Woodville & Tyler County History
According to the 2000 census, Tyler County had a population of 20,871, consisted of 936 square miles with a density of 22.3 per square mile, compared to 79.54 statewide, and ranked 110 among the 254 counties in Texas.
Race | Population | County % | Statewide % |
White | 17,487 | 83.8 | 70.97 |
Black | 2,497 | 12.0 | 11.53 |
Other | 135 | 0.6 | 3.33 |
Hispanic | 742 | 3.6 | 31.99 |
Age | Population | County % | Statewide % |
>5 | 1,215 | 5.8 | 7.8 |
5-14 | 2,732 | 13.1 | 15.8 |
15-19 | 1,386 | 6.6 | 7.8 |
20-44 | 6,852 | 32.8 | 38.5 |
45-64 | 4,964 | 23.8 | 20.20 |
65+ | 3,722 | 17.8 | 9.9 |
Texas grew from 16.9m in 1990 to 20.8m in 2000 for a 22.8% increase; during this same time, Tyler County grew from 16,646 to 20,871 for a 25.4% increase. For more on Woodville, Tyler County, and Texas, see the following links:
www.census.gov/census2000/state/tx.html
www.state.tx.us for Texas in general
www.twc.state.tx.us for Texas business
www.cdr.state.tx.us for Texas labor & career info
Local Historian Wrote the Following
Tyler County is located in South East Texas, in the north-central section of the Big Thicket, and occupies a diverse and unique niche in the geological, ecological, and archaeological environs of our part of the world.
The present area has most of the seven or eight divisions of the Big Thicket with all their varied plant cultures, including huge forests of both hard and soft woods, and the industries for processing them. Between the vast timber stands are rolling hills with lush pastures filled with some of the world’s finest cattle and horses.
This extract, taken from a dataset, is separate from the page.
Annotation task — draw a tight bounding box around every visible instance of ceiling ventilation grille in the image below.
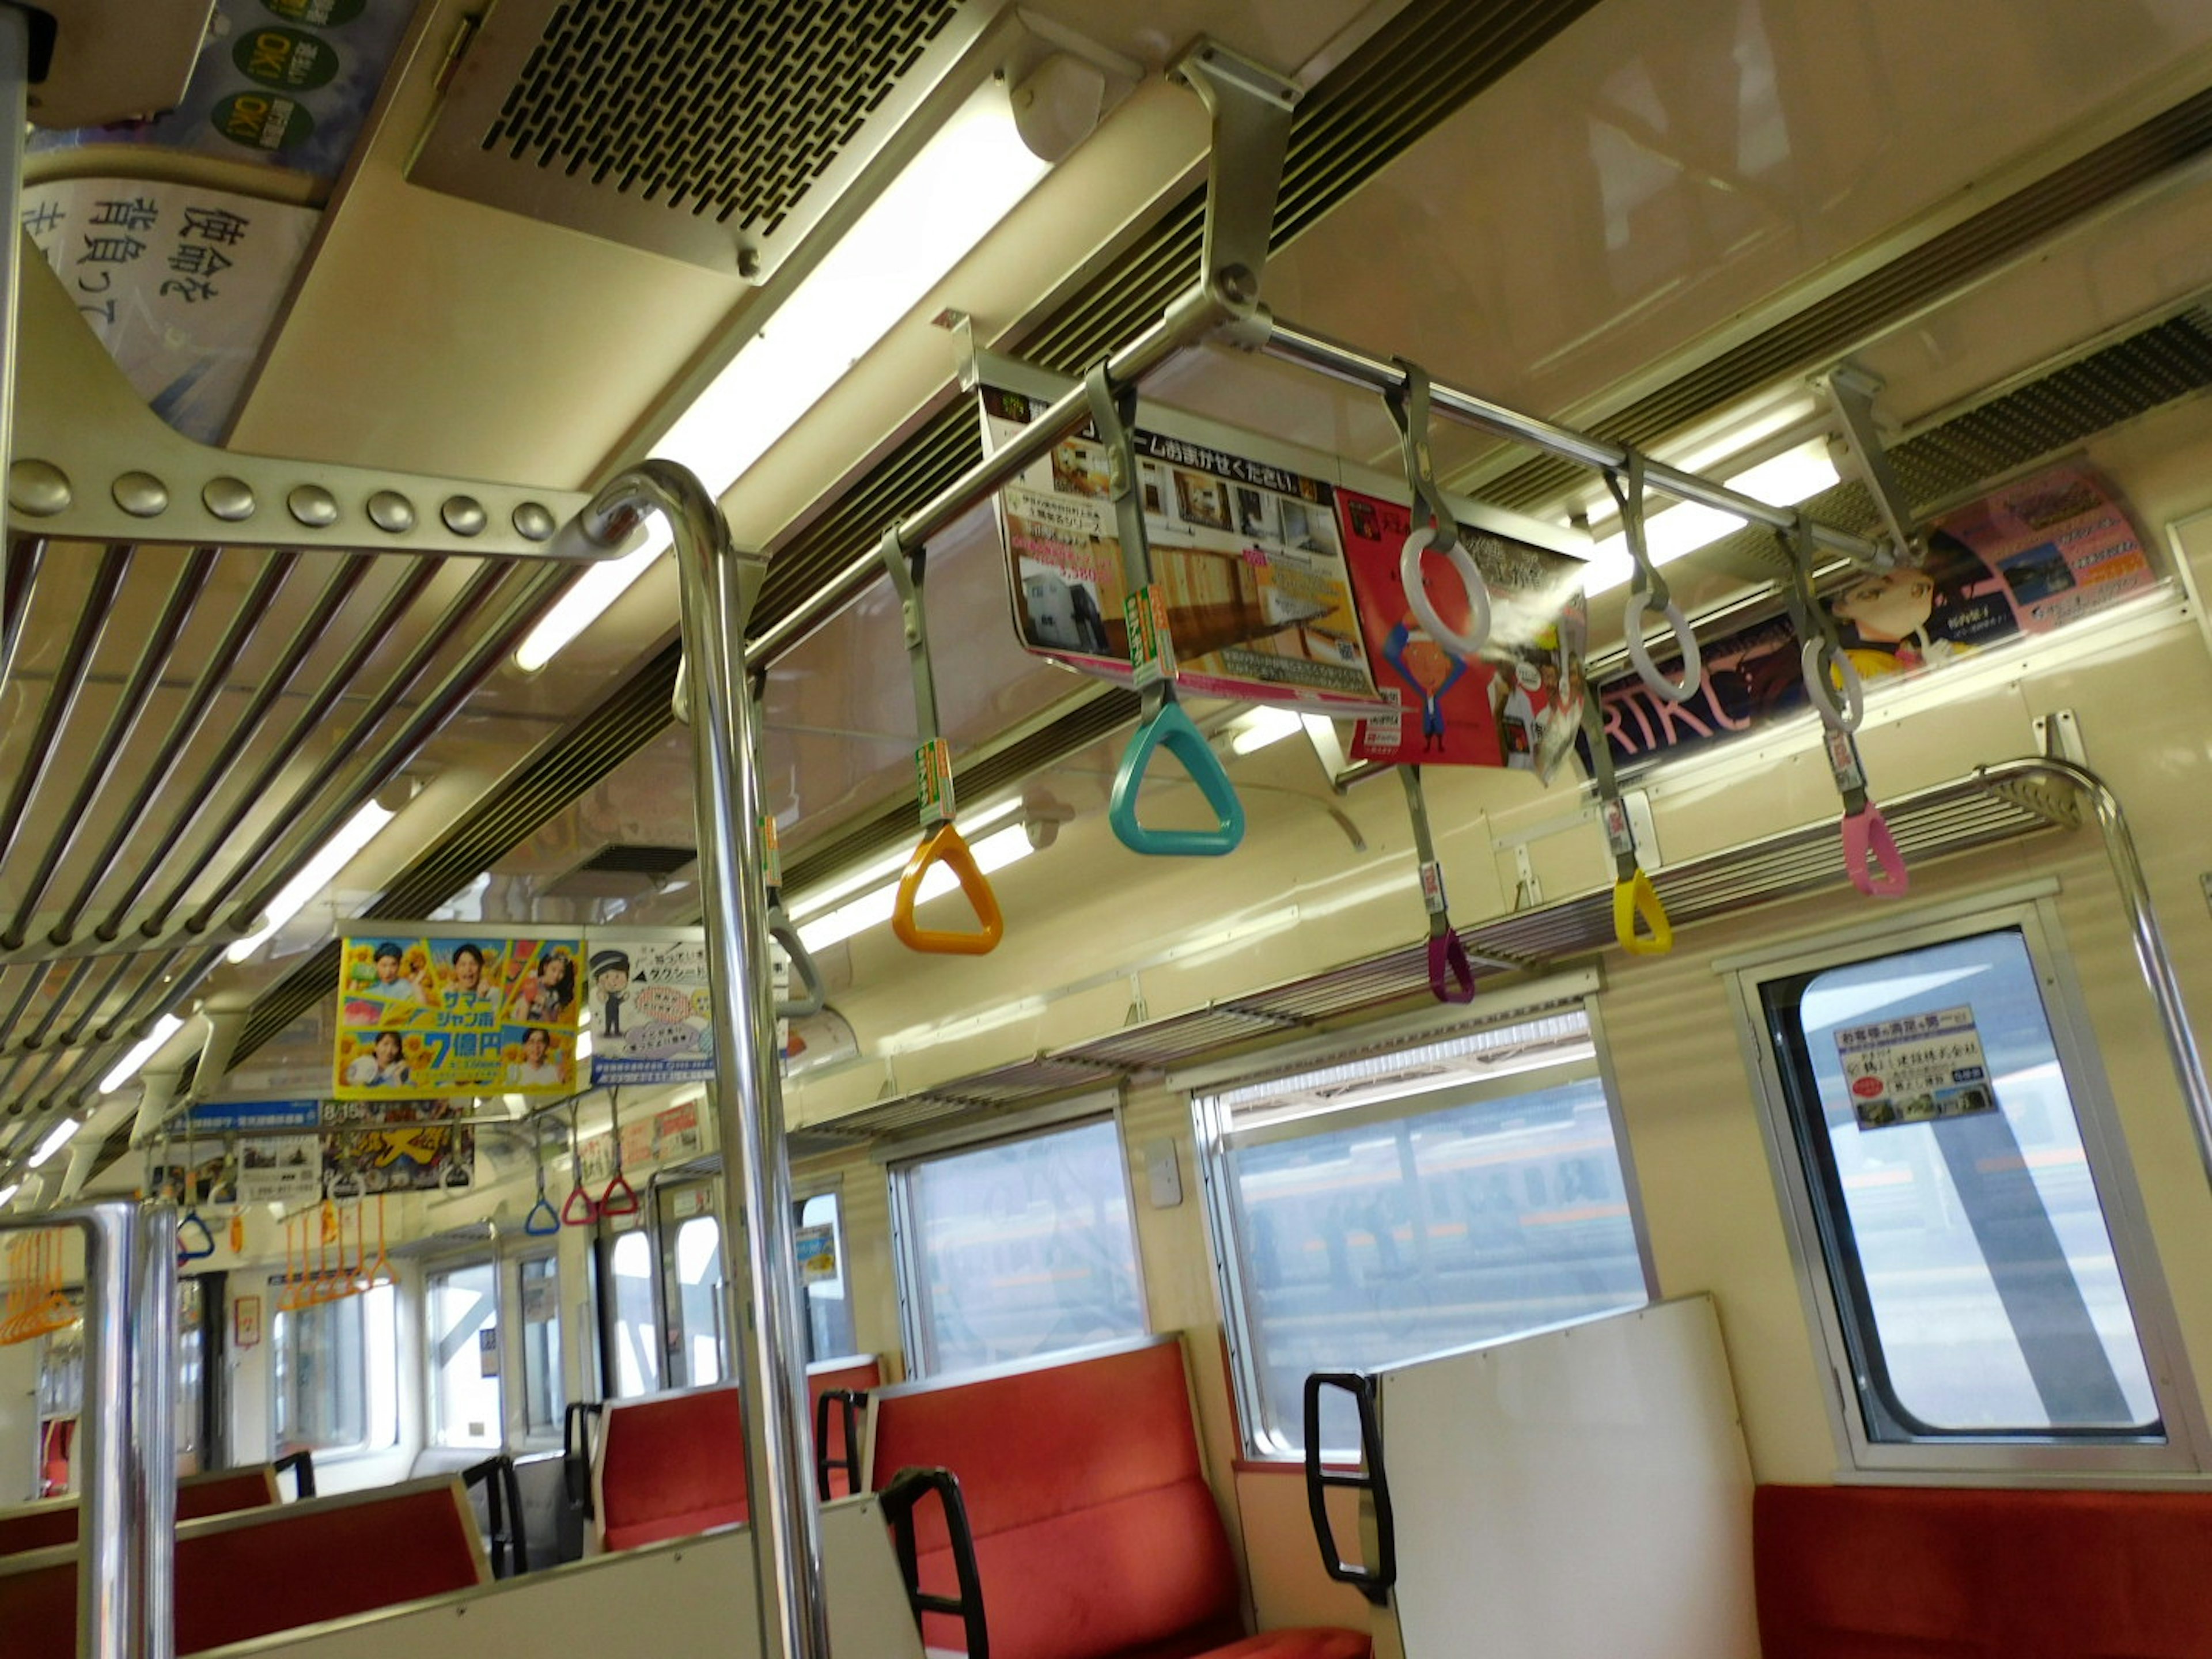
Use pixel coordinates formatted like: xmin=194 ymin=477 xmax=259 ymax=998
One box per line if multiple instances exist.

Many fine, quiet retreats are occupied by some of the worlds finest people and several old reprobates.
The geological history of the area has been one of uplifts followed by savage erosion, subsidence, and inundation by large inland seas, some times fresh, some times salty. These warm nutrient rich waters have supported huge colonies of marine life which left behind great lime stone deposits. The subsequent eroding of the shore lines and the carrying of great quantities of silts, muds, sands, and small pieces of rock to the sea by ancient rivers left slates, sand stone, and brecciated conglomerates. Within these are multitudes of fossils of all kinds, both flora .and fauna and in places saturated with oil and gas. Some of the northern part of the area is covered with great deposits of volcanic ash which is also full of fossils.
The unconsolidated sand trapped between the layers of rock and impervious clays form tremendous aquifers feeding multitudes of springs and seeps spawning many spring branches and creeks. The Neches River on the north line of Tyler County meanders along the south side of the remnants of the Catahoula Uplift. This was the last major uplift, and it left a high range of mountains. This range was made up entirely of soft sedimentary material, most of which has eroded away, leaving behind the hills just to the north of us. This erosion deposited some thirty thousand feet of sediment in the Sabine Basin to our south. Formations that are fifteen thousand feet deep just south of Beaumont come to the surface in the north part of the County.
We have timber, oil, gas, fullers earth, and rock production. In the past there was salt production from the near by salt water seeps; the open kettle method was used.
There were a large number of Aboriginal settlements in the area from at least 14,000 years in the past, the last of which were the Alabama-Coushatta people around the 1780’s. In 1767 the Spanish under the Marques de Rubi followed a trail from Los Adaes, then the Capital of Texas, to Orcoquisac Mission at the mouth of the Trinity River: a scribe mentions that the trail was full of stumps so they were on an old road. This trail crossed the Neches at what became Belts ferry at Fort Teran and came through central Tyler County. By 1834 there were between 25-30,000 Anglos in East Texas, by a Mexican census of 1814.
The eastern part of Tyler County was a part of the Municipality of Bevil until Texas won its independence and became a part of Liberty County, which was known as the Menard District with its seat of government at Town Bluff. At the first session of the Texas Legislature after entering the Union, April 4, 1846, Tyler County was created. By degree, an election would be held to chose a site for a county seat, and three sites were named: Town Bluff, Wolf Creek Settlement, and a site in the forks of Turkey Creek. After the election, the Turkey Creek site was selected, and that became Woodville.
The county was named for U.S. President Tyler, and Woodville for George T. Wood, a Texas state senator who, with N.B. Charlton, got the bill through the Texas legislature. For a time, the county seat remained at Town Bluff. The commissioners court minutes for February 19, 1849, say that court was held at Woodville, and authorized the payment of the contractor for the construction of the Court House. In March of 1856, a new courthouse was authorized, and the old building sold. In November of 1890 another courthouse was authorized and accepted in the spring of 1892. The building was renovated to the present style in 1936.